Beitrag von isartaler44 » Mittwoch 8. März 2017, 15:01

Ich schiede nicht ein. Allerdings imkere ich nach Warré. Grundsätzlich bin ich aber auch kein Freund davon, die Kästen in einer doch eher kühlen Jahreszeit zu öffnen, um Trennschiede einzubringen.-

Die Warré-Beuten haben ja einen Querschnit von 30 x 30 cm (innen) und die Zargen sind 21 cm hoch. Der quadratische Querschnitt minimert die Wärmeverluste der kugelförmigen Wintertraube und des ebenfalls etwa kugelförmigen Brutnestes. Außerdem ermöglicht er, die Zargen in Winterstellung zu drehen, was die Wärmeverluste nochmals vermindert. Diese Winterstellung behalte ich - je nach Witterung - etwa bis zum 20. März bei (Frühlingsanfang). So kommen meine Bienen mit ungefähr 11 - 12 kg Futter durch den Winter. Dabei hilft sicher auch die gute Wärmeisolation nach oben mit der 10 cm dicken Heukissen-Zarge.

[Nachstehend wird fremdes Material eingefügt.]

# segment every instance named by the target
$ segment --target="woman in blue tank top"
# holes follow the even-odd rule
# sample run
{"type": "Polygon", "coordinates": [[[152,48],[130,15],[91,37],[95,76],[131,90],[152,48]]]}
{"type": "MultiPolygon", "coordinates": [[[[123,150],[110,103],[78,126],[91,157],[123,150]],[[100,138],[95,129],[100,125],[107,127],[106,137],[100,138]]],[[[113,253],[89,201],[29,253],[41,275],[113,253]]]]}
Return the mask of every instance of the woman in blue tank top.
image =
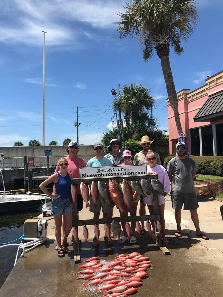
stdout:
{"type": "Polygon", "coordinates": [[[67,242],[67,238],[72,228],[71,175],[67,171],[68,163],[65,159],[61,158],[57,164],[59,167],[59,170],[42,182],[40,185],[40,187],[44,193],[52,199],[50,213],[53,214],[55,221],[55,236],[58,245],[57,255],[59,258],[63,258],[68,249],[65,245],[62,244],[61,242],[67,242]],[[51,194],[46,188],[46,186],[52,182],[55,186],[55,194],[51,194]],[[66,228],[62,239],[61,227],[63,216],[66,228]]]}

Das Einschieden bei Warré ist m.E. schon deshalb nicht sinnvoll (und auch schwierig), weil die Völker zum Überwintern immer auf zwei (evt. auch drei) Zargen sitzen sollten. In der obersten ist dabei im wesentlichen das Futter (eine Zarge enthält rund 10 kg), auch bei größter Kälte bestens zugänglich weil es oben warm ist.

Noch was: Hoher Futterverbrauch heißt für die Bienen viel Arbeit. Insofern halte ich den den Futterverbrauch für einen ganz guten "Stressparameter".